Ее раздражал тон Горяева, но в то же время ее успокаивало, что он говорит о Вальке, о каких-то конкретных, практических его делах, и ей казалось, что сейчас откроется дверь и Валька войдет и ввяжется в спор с Горяевым.
— Пишет, кажется. Рассказ. Вон на столе листы.
Горяев взял со стола листы и прочел:
«Валентин Марвич. Полдома в Коломне (рассказ).
Когда из-за потемневшего от времени забора сквозь пыльные акации я вижу маленький мещанский дворик с чисто выметенной дорожкой, с поникшим кустом настурции, с кучей желтых листьев, со скамейкой и столиком на подгнившей ноге, и окна в резных наличниках, не деревенские, а именно мещанские, пригородные, мне хочется остановиться и посмотреть на все это подольше, задержать все это в глазах, чтобы вспомнить о той тихой русской жизни, какой ни я, ни брат мой, ни даже наш отец никогда не жили. Может быть, только дед.
Константин нетерпеливо отстранил меня, толкнул калитку и побежал по дорожке. Черный сюртук его с золотыми погонами замелькал среди ветвей, что еще усилило литературное воспоминание о старине, о тихом, установившемся культурном быте с внезапными возгласами радости, с неожиданным шумом, с шумными короткими визитами флотских сыновей.
Не знаю, было ли это только литературным воспоминанием, или здесь участвовала наследственная память, странная и неведомая до поры работа мозга, но я вошел в палисадник, словно под музыку, словно под вальс „Амурские волны“, словно из японского плена; горло мое перехватило волнение.
Отец уже спускался нам навстречу, крича, трубя, сморкаясь и откашливаясь:
— Опять без телеграммы?! Мерзавцы! Стервецы! Мало вас пороли!
Никогда он нас не порол и никогда не называл такими ласковыми словами, вообще совсем не так себя держал, но сейчас почему-то он точно подыгрывал моему настроению.

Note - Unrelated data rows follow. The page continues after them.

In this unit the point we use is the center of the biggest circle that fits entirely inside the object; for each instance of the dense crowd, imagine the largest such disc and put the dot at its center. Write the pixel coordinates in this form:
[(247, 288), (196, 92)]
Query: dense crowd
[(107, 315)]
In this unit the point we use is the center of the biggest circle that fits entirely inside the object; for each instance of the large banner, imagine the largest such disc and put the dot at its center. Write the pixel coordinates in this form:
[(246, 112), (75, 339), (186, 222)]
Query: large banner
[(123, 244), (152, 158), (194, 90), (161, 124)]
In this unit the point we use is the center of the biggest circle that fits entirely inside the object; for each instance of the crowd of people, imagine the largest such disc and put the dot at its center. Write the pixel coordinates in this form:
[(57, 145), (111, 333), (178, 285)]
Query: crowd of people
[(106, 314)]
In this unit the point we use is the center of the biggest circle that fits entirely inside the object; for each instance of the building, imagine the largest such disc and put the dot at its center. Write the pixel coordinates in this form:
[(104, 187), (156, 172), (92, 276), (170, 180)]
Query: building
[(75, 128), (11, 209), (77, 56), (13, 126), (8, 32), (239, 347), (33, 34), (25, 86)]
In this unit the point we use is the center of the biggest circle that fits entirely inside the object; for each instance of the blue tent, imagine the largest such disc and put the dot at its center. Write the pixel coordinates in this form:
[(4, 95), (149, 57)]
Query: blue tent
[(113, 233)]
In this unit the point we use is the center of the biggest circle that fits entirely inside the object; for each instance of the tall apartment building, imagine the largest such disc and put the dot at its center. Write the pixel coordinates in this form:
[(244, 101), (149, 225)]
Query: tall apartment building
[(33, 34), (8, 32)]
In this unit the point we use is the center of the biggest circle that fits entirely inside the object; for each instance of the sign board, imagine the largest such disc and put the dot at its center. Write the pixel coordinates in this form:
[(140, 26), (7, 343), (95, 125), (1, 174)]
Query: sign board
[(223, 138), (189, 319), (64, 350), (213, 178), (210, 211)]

Дорожка к крыльцу была выложена по обе стороны кирпичами, поставленными косо один к одному, так, что получался зубчатый барьер. На столике в саду лежали отцовы очки и развернутый номер „Недели“. Отец был к кителе, наброшенном на плечи, и в начищенных до блеска сапогах. Я стоял, обремененный чемоданами, и смотрел, как жадно отец обнимается с Константином.
— А теперь очередь рядового состава, — хохотнул Константин, отстраняясь.
И отец насел на меня. Грубая мясистая его щека прижалась к моей, гладкой и тугой, руки его легли мне на шею, захватив ленты, бескозырка съехала мне на затылок.
— Демобилизовался? — почему-то смущенно спросил отец.
— Так точно! — лихо ответил я.
Я вспомнил на мгновение наш тральщик, и ребят, оставшихся на нем, и длинный ряд однотипных тральщиков у стенки, вспомнил, как беззаботно и весело прощался со всем личным составом, и сердце на мгновение сжалось от тоски. Со стыдом я почувствовал, что тральщик ближе мне сейчас и родней, чем отец.
— Водку привезли? — бодро спросил отец.
— Нет, — ответили мы.
— Ослы! — удивительно нежно пожурил он нас, и на голове у него появилась шляпа, нелепая соломенная шляпа тонкой выделки с ажурными разводами мелких дырочек для дыхания головы, услада периферийного домовладельца, очень нелепая на голове нашего отца, которого в детстве мы привыкли видеть в суконной фуражке а-ля Киров.
— В магазин! — скомандовал он.
Чемоданы были занесены на террасу, отец закрыл дверь, навесил замок, и мы пошли по дорожке. Оглянувшись, я посмотрел на дом. Дом, как и участок, был разделен на две половины, и другая половина, не принадлежавшая отцу, была свежепокрашенной, новенькой на вид, голубой, и там, на той территории, в зеленых грядках краснели помидоры, бегала собака, переваливались утки, маленькая девочка развлекалась на качелях — вообще кишела какая-то жизнь.
Отец остановился возле большого куста ярчайших цветов, кажется астр, крякнув, поправил подпорки и пошел дальше.
— Давно ли ты стал увлекаться цветами, батя? — спросил Константин.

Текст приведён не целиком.